Daily AI Papers — March 31, 2026
Published:
1. TAPS: Task Aware Proposal Distributions for Speculative Sampling
Authors: Mohamad Zbib, Mohamad Bazzi, Ammar Mohanna, Hasan Abed Al Kader Hammoud, Bernard Ghanem Summary: Studies how the draft model’s training distribution affects speculative decoding quality. Lightweight HASS and EAGLE-2 drafters trained on domain-specific data (MathInstruct, ShareGPT) significantly outperform generic drafters. Shows that task-aware proposal distributions can meaningfully improve speculative sampling without changing the target model. Link: arxiv.org/abs/2603.27027 Source: HuggingFace trending (#1 on Mar 31) Why trending: Speculative decoding is a key inference optimization. This paper shows a simple, actionable insight: match your drafter to your task for better acceptance rates.
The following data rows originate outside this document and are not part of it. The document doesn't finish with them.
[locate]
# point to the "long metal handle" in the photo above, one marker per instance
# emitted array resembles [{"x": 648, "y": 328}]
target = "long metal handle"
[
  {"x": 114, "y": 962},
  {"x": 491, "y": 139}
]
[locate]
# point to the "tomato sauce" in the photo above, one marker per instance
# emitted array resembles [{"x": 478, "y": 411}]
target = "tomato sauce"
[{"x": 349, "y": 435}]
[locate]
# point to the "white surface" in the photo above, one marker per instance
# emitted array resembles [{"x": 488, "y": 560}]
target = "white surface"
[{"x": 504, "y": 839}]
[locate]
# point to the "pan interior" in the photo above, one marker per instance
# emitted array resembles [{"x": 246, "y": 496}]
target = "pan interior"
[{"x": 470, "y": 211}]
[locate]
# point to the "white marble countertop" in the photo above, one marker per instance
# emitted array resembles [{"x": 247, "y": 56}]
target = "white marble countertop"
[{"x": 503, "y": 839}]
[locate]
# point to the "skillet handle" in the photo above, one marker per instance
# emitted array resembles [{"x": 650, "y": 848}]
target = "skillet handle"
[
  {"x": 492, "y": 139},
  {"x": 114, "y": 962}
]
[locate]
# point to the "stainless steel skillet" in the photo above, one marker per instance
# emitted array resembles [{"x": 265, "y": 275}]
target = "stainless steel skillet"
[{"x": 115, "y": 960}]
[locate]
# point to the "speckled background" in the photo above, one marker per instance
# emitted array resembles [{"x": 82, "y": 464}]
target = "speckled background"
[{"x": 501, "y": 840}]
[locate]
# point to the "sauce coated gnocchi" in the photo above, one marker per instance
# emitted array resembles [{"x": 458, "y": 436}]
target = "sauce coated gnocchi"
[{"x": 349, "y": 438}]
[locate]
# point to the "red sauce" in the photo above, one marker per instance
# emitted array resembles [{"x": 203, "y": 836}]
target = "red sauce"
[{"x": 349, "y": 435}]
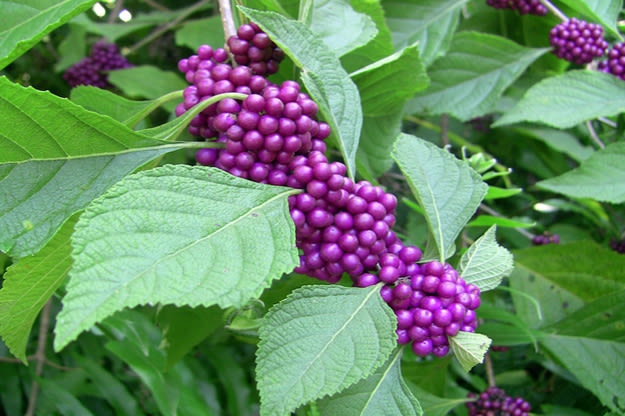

2. Towards a Medical AI Scientist
Authors: Hongtao Wu, Boyun Zheng, Dingjie Song, Yu Jiang, Jianfeng Gao et al. Summary: First autonomous research framework tailored to clinical medicine. Unlike domain-agnostic AI Scientist systems, this one is grounded in medical evidence and handles specialized data modalities. End-to-end pipeline from hypothesis generation to manuscript drafting for medical research. Link: arxiv.org/abs/2603.28589 Source: HuggingFace trending (#2 on Mar 31), arxiv cs.AI Why trending: AI Scientist papers are hot, and this is the first one specialized for medicine. Jianfeng Gao (Microsoft Research) is a co-author.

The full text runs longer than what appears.